EverWeb comes with a host of widgets created specifically with Responsive website building in mind: The Responsive Row widget acts as a ‘bucket’ in which you can place fixed width objects if you need to (e.g. the PayPal Widget), the Responsive Image Gallery widget is a great way to display images with flexibility and flair, the Text Section widget allows you to combine Text with and image and all unlimited customizable, linkable buttons. Finally, the FlexBox widget is the Swiss Army knife letting you combine text, images, videos and a button all at the same time. Tweaking your page design can lead to lots of trial and error when using a widget’s Widget Settings so here are some hints and tips to help you make the process of getting your page perfect more quickly!

  1. Keep things simple if you can Often using widgets seem to provide the solution to everything when in fact they just add unnecessary complexity. I’ve seen many customer sites using TextBoxes within a Responsive Row widget for no reason at all. This just results in more work and more code being generated. Instead, use a Full Width TextBox and the Before/After Paragraph and Insert Margins options from the Text Inspector to manage the text inside the box. Use the Left and Right Margins options from the Metrics Inspector as needed.
  2. Content Maximum Width You’ll see this option in the FlexBox, Text Section, YouTube and Responsive Row widgets. It’s also available on the Metrics Inspector. The setting is used to put a maximum limit on how far content will stretch out in a browser window. This is useful to limit the spread of your content on wide screen displays. But which option to use? The one in the widget or the one in the Metrics Inspector? You can use either, actually, but there is a particular way in which you use the two settings together. The Metrics Inspector setting sets the maximum width for the object. The setting with widgets such as Responsive Row, FlexBox and Text Section widgets controls the maximum width of objects within the widget itself. As an example, you might have three controls in the FlexBox widget each of which is 240 pixels wide with a spacing of 5. You could set the Maximum Content Width in the widget to 600 with the Metics Inspector setting at 1000. In this scenario, you can only ever have two controls in the widget side by side.

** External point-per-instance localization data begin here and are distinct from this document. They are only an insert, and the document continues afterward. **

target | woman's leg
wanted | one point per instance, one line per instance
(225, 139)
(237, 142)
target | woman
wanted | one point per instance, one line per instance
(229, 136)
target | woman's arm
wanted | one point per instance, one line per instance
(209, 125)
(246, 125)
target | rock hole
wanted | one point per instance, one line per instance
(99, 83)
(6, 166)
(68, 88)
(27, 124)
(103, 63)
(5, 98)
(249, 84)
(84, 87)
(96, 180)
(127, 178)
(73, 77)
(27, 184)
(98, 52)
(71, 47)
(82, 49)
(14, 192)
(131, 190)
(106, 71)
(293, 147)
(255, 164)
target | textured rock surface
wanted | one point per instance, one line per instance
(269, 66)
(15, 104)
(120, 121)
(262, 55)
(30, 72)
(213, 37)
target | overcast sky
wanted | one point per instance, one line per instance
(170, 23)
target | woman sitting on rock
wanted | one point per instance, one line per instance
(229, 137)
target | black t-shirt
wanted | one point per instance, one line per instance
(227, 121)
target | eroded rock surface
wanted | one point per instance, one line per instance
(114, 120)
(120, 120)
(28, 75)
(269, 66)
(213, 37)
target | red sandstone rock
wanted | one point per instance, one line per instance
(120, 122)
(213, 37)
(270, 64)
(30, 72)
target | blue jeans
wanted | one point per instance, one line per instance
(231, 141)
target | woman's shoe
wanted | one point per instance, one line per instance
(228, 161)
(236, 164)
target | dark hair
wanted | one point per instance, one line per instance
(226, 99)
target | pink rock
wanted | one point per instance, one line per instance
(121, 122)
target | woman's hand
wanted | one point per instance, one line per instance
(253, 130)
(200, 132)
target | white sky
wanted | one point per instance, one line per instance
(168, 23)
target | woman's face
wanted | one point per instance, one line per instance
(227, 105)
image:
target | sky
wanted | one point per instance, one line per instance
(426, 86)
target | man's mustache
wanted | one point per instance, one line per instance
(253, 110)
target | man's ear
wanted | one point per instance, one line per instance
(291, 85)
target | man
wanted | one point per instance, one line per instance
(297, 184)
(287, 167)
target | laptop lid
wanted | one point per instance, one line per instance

  3. Use Percentages in Responsive Widgets You’re probably used to using pixels as the values you input in to the Minimum, Default and Maximum Width settings in responsive widgets. However, you can also use percentages instead. the advantage here is that your image will scale automatically to fit the browser window e.g. if you set an image of 1000 pixels wide to be 50% in the FlexBox Widget Settings, when viewed in a browser the image will scale appropriately at 50% until it reaches its 500 pixel maximum limit. This is incredibly useful and can save you a lot of time and effort.
  4. Use Zero If you want your image to take advantage of its full width within the widget, set the Minimum, Default and Maximum widths to zero. The image will scale automatically taking advantage of the full browser width. If you don’t want the image to be edge to edge in the browser, use the Left and Right Margin settings in the Metrics Inspector.
  5. Use auto The alternative to using zero is to use ‘auto’ which will do exactly what it says! This is usually useful in EverWeb to use when you have e.g. Height and width options available. Simply specify the width in pixels or as a percentage and then set height to auto. EverWeb will work out the height for you at all times.
  6. Check Your Alignment Some responsive widgets let you align the contents of the widget Left, Center or Right. The FlexBox widget additionally has alignment options for each control as well, and there are also left, center, right alignment options too for the Styled Text Editor. The Text Section widget too has its own image alignment options so if you have special image and text alignment requirements you may need to experiment a little to get the effect that you want.

There are lots of possibilities when using EverWeb’s responsive widgets, so learning some of the tricks as to how to get the best out of the widgets will bring out the best in your website’s content!